What organizations are involved in the Project you’re coordinating?

 

 Canadian government decided to channel funds directly to Mexican unions and workers’ organizations, rather than going through the Labor Department. Four organizations submitted detailed proposals.

 

The FAT runs a union training school, including courses on union organizing and collective bargaining. The Border Workers’ Committee — Comité Fronterizo de Obreras, CFO) — delivers labor rights information in homes, bus stops, and small workshops; they go through their grassroots network of women in maquiladoras.

The Network of Women Workers (La Red de Mujeres Sindicalistas) is reaching hundreds of thousands of workers through a national radio broadcast, as well as workshops.

 

The Miners’ Union (Sindicato  de los Mineros) is the fourth partner, educating their members and potential members on how to take advantage of the labor reforms.

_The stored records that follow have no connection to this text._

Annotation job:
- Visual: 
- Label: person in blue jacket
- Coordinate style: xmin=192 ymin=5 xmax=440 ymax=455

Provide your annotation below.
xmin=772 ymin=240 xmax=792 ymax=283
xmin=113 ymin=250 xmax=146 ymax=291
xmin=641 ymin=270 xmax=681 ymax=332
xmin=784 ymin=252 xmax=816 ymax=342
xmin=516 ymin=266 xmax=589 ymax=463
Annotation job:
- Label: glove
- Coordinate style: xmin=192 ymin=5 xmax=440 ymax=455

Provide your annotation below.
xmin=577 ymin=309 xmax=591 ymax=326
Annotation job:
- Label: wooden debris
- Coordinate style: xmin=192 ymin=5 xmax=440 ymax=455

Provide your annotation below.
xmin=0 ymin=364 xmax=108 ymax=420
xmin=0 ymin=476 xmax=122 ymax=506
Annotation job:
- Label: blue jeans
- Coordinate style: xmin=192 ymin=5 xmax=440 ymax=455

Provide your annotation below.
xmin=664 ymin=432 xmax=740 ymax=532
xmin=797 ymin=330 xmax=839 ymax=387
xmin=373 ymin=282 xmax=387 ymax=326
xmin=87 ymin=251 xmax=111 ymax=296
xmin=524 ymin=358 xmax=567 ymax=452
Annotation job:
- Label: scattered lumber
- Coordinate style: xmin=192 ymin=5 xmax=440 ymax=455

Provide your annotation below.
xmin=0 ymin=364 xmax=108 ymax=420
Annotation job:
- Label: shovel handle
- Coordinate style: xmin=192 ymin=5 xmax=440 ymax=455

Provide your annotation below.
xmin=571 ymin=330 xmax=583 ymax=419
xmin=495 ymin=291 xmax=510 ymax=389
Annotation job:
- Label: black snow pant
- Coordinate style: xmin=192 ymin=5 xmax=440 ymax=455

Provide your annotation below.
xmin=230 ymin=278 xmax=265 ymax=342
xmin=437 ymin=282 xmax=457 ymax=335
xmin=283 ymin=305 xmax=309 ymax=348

CFO meeting in with workers in Pedra Negras, Coahuilo

Where does US labor fit into your strategy? What’s needed for a hemispheric worker solidarity movement?

 

We need to see more organic linkages between the three countries, working sectorally. Canadian and US unions must become aware of the Mexican labor movement, and include international solidarity in their organizing strategies.

We tend to be so wrapped up in the day-to-day that international solidarity is often seen as a “frill.” There is so much potential in México right now — it’s a critical political moment — the most important in nearly a century — to support México’s independent labour movement and build worker power. We don’t have time to waste. Mexican workers don’t need our charity or our pity: they need solidarity now!